Variables collected included the patient’s age at time of diagnosis, sex, primary presenting complaint (stridor, S-SDB, SwD), presence or absence of symptoms, endoscopically evaluated type of LM (1-3), comorbidities, surgical procedures performed, and investigations related to the presenting features. Data was collected from both hospital and clinic charts.

Definitions of Study Terms

Primary presentation was defined as the most concerning symptom for the parent and the referring physician per the letter of referral. Stridor was defined as noisy breathing while awake with all of the following characteristics: (1) not primarily related to feeding; (2) possibly but not necessarily associated with varying degrees of increased work of breathing manifested by suprasternal and subcostal retractions; (3) tachypnea; and (4) absence or presence of cyanotic spells and/or apparent life-threatening episodes. Swallowing dysfunction included choking, congestion or coughing, difficulty feeding, or recurrent lower respiratory tract infections and was evaluated with either a clinical swallowing assessment or a videofluoroscopic swallowing study (VFSS). Swallowing studies were rated to show normal swallow, penetration, or aspiration.
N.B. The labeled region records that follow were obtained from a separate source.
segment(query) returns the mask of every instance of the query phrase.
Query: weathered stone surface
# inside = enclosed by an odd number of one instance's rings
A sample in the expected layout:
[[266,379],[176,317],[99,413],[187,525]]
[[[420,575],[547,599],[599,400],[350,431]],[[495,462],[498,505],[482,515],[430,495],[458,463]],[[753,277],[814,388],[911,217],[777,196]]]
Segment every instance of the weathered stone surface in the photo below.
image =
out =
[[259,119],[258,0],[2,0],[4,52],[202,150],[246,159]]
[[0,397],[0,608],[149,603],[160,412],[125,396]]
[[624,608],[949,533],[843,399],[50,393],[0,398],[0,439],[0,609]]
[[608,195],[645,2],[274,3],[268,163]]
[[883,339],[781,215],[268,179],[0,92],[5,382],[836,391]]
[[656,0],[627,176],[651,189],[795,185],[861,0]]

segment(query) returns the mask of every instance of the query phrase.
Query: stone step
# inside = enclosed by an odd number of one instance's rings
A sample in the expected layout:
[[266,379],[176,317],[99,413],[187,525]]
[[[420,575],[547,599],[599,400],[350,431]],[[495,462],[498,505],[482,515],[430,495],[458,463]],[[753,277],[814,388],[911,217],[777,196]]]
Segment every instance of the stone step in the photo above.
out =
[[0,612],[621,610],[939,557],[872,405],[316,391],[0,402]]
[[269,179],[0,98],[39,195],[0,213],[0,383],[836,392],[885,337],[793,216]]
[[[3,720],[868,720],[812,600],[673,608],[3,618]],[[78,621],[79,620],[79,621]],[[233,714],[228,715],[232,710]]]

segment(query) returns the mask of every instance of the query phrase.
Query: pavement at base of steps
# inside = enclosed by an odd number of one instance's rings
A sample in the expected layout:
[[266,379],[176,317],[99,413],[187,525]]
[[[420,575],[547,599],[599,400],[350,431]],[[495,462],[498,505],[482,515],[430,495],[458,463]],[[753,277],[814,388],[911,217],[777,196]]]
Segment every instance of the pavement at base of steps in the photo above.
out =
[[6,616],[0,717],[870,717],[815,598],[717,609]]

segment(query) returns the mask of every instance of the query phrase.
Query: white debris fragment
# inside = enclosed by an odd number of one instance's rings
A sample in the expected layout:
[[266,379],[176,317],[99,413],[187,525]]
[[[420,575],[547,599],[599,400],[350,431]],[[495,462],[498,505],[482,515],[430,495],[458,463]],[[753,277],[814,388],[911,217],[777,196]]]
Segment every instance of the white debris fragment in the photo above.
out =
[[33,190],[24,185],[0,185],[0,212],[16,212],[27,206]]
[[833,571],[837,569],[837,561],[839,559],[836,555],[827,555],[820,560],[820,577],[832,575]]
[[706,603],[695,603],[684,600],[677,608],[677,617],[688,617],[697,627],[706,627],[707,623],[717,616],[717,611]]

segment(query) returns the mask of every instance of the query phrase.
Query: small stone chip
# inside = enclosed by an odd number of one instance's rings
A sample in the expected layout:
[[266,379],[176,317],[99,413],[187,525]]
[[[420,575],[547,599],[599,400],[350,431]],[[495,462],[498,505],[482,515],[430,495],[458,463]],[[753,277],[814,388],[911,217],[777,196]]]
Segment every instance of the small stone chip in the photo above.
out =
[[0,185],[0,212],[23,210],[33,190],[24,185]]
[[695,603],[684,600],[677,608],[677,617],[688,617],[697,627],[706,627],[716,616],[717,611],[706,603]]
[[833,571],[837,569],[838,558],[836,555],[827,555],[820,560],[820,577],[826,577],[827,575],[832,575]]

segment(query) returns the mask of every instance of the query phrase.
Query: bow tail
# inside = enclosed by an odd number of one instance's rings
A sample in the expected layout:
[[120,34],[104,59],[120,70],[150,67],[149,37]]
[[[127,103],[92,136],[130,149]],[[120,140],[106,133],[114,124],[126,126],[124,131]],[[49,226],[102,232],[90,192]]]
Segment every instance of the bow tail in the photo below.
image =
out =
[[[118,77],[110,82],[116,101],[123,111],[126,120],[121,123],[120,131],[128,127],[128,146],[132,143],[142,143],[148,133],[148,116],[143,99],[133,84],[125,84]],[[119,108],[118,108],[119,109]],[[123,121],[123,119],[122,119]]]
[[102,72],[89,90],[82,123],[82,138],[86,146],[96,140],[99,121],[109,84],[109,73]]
Snoring and/or sleep-disordered breathing was defined as snoring, disrupted sleep related to breathing difficulty, and other nocturnal or diurnal symptoms. Children with S-SDB were further assessed with either polysomnography (PSG) (abbreviated or full) or an overnight pulse oximetry (PO) study. The McGill oximetry score is a validated 4-level severity score of desaturation events from overnight pulse oximetry testing. A score of 2 is consistent with mild obstructive sleep apnea (OSA) and requires 3 or more oxygen desaturations under 90% but greater than 85%. A score of 3 requires 3 or more desaturations under 85% but greater than 80%. A score of 4 requires more than 3 desaturations under 80% and is consistent with severe OSA. The presence or absence of any of these presentations was rated as (1) or (0) respectively. Sleep study results were considered abnormal if the PO result was 2 or higher, with scoring as described by Nixon et al,17 or the apnea-hypopnea index was greater than 1 per hour.18

Associated comorbidities were defined and documented as follows: gastroesophageal reflux disease (GERD) was diagnosed based on a combination of history of classic symptoms, history of or response to treatment with proton pump inhibitors, esophagoscopy/gastroscopy with biopsy, or pH probe study results. Prematurity at birth was defined as gestational age of 36 weeks or less. Obese children were those with a documented BMI in the 97th percentile or higher. Presence of neurologic conditions and metabolic and congenital cardiac defects were all determined by the diagnoses of the respective specialist.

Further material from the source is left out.